We can process it with the following code, using python' set() object to remove duplicates:

#!/usr/bin/env python3

from lxml import etree

# Create a custom class that knows which attributes of wbt
# we care about to consider them unique or not.
#
# Note that both eq() and hash() need to be supported.
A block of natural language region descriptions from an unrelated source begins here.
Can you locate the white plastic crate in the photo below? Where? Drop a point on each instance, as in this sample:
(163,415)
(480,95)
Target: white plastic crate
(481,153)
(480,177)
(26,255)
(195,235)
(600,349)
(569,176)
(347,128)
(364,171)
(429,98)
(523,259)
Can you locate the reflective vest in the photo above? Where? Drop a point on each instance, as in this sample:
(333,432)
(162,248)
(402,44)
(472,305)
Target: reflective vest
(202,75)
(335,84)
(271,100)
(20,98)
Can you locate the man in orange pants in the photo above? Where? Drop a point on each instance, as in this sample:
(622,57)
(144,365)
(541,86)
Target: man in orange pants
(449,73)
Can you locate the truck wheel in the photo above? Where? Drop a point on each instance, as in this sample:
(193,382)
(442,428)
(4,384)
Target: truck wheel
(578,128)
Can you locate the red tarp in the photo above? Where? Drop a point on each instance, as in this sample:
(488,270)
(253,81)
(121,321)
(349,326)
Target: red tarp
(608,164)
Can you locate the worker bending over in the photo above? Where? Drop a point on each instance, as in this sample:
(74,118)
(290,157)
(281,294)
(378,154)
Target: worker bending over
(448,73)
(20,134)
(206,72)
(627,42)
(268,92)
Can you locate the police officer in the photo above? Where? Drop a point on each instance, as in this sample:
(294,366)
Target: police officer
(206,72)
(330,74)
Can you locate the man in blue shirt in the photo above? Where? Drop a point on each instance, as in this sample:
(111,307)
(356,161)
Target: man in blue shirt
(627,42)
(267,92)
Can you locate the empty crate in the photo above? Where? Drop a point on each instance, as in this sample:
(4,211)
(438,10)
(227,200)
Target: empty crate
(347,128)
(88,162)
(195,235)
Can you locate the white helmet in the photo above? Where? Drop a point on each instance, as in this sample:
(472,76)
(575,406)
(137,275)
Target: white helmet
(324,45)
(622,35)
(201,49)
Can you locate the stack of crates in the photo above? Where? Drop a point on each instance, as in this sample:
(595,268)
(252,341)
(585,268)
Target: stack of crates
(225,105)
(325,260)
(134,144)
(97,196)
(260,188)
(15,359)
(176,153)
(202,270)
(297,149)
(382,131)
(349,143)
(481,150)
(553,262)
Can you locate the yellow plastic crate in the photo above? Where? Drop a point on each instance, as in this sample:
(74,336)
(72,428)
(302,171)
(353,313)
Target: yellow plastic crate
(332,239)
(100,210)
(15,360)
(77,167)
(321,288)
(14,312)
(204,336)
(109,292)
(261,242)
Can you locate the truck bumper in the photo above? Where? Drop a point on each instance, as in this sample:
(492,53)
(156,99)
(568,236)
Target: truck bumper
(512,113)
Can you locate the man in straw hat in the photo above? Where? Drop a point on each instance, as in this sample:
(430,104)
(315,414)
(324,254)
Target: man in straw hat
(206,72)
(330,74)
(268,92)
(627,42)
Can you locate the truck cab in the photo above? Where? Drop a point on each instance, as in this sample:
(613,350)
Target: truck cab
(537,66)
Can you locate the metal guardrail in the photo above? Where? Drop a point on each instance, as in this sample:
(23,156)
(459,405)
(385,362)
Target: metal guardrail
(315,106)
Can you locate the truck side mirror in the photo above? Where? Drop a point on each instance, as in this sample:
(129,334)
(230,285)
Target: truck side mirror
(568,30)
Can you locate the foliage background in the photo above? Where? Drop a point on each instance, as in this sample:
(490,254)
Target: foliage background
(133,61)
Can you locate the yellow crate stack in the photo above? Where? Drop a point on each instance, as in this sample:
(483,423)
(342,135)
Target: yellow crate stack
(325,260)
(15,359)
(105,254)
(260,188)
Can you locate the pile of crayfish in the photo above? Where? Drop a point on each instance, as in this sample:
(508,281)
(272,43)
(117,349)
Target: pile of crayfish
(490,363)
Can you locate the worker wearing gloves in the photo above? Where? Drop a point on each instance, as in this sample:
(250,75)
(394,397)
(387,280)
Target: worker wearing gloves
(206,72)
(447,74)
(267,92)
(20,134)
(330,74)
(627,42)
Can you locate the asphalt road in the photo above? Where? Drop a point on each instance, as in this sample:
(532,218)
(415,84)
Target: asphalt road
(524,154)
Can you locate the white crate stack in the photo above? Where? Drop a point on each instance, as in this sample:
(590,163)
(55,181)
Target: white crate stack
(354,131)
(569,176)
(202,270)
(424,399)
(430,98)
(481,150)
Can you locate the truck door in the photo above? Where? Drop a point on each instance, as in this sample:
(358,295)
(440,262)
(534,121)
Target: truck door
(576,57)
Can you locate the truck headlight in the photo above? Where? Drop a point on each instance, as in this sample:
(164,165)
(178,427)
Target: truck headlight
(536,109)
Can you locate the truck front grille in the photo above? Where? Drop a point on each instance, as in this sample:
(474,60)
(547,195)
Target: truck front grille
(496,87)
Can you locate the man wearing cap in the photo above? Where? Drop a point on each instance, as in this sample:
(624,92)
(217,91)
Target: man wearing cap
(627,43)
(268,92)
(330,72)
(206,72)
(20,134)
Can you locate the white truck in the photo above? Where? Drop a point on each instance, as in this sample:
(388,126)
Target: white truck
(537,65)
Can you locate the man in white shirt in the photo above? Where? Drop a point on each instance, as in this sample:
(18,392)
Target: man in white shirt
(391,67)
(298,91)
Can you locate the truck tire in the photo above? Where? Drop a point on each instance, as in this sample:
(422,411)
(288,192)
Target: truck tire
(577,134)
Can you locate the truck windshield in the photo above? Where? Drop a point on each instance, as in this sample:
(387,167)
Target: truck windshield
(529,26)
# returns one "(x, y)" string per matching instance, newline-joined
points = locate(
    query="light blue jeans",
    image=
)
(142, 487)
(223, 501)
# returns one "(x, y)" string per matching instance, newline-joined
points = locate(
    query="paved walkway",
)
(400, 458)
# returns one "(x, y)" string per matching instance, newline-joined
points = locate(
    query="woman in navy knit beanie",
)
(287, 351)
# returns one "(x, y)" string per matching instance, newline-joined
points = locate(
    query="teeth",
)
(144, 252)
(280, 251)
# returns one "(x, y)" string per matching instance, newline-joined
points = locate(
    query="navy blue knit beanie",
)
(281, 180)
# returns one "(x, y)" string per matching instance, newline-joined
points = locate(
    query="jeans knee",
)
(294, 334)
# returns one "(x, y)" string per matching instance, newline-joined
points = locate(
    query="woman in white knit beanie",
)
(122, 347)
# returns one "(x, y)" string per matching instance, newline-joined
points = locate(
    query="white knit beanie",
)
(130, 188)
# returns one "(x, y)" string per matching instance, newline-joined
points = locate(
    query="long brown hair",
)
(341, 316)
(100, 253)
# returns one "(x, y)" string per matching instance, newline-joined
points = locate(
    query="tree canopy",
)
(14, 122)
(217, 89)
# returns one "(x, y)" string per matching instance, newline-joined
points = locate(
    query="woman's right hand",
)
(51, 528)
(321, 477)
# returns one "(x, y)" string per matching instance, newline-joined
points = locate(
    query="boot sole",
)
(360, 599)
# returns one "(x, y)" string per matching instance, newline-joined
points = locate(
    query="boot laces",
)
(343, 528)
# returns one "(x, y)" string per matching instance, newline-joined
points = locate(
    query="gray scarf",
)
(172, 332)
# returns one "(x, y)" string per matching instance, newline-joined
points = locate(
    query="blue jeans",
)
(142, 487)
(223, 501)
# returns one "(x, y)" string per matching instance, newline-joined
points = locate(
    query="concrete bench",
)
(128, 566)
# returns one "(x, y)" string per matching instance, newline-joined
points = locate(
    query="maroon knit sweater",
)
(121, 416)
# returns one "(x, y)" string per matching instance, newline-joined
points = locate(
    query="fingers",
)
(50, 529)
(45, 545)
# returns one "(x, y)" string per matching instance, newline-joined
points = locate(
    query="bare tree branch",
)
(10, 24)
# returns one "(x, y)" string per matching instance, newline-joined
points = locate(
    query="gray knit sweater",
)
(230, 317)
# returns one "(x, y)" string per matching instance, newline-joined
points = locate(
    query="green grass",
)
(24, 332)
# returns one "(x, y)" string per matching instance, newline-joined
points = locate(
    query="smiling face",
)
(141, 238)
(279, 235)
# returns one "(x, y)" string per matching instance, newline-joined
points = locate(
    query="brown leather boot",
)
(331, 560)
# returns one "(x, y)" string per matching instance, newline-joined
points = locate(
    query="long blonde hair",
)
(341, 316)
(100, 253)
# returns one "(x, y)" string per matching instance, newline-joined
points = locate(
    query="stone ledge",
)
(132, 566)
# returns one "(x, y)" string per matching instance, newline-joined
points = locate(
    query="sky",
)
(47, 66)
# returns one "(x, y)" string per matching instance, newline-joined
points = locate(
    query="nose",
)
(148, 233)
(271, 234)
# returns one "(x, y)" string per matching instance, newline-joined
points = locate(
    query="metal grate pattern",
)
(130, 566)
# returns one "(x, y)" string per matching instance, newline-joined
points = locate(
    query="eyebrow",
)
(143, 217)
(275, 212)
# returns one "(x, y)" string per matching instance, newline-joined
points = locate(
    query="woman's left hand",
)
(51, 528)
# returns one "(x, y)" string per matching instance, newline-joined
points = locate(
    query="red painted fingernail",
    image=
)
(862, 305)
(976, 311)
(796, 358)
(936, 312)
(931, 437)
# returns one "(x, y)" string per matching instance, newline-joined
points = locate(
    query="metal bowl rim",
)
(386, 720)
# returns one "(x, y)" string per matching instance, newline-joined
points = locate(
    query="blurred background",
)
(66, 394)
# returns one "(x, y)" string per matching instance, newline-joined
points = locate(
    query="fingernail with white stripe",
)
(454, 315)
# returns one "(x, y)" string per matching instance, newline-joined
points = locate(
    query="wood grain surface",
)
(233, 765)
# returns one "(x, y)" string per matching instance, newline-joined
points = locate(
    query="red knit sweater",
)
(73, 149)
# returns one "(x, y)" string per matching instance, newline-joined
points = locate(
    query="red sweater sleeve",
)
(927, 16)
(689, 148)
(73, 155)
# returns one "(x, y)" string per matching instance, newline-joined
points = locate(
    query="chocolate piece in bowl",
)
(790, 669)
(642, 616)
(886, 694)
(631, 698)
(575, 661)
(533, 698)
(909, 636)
I was
# originally expecting that just hash() would have been sufficient
# for set() to cull duplicates.
class WPT(etree.ElementBase):
def __eq__(self, b):
return self.attrib['lat'] == b.attrib['lat'] and self.attrib['lon'] == b.attrib['lon']
def __hash__(self):
return hash( (self.attrib['lat'], self.attrib['lon']) )

# Create a parser that returns WPT objects in place of _Elements
# but only for elements with a name of 'wpt'
def get_wpt_parser():
lookup = etree.ElementNamespaceClassLookup()
parser = etree.XMLParser()
parser.set_element_class_lookup(lookup)
namespace = lookup.get_namespace('')
namespace['wpt'] = WPT
return parser

# Load the XML data and find the parent of the data we're interested in
wbt_parser = get_wpt_parser()
root = etree.parse('input.xml', wbt_parser)
entries = root.find('entries')

# Some sanity checking: Print out the Python type of the entries
# element (should be a traditional _Element) and each of the children,
# which should be of type WPT.
print(f"type(entries) = {type(entries)}")
print(f"type(entries.children = {','.join(str(type(c)) for c in entries.getchildren())}")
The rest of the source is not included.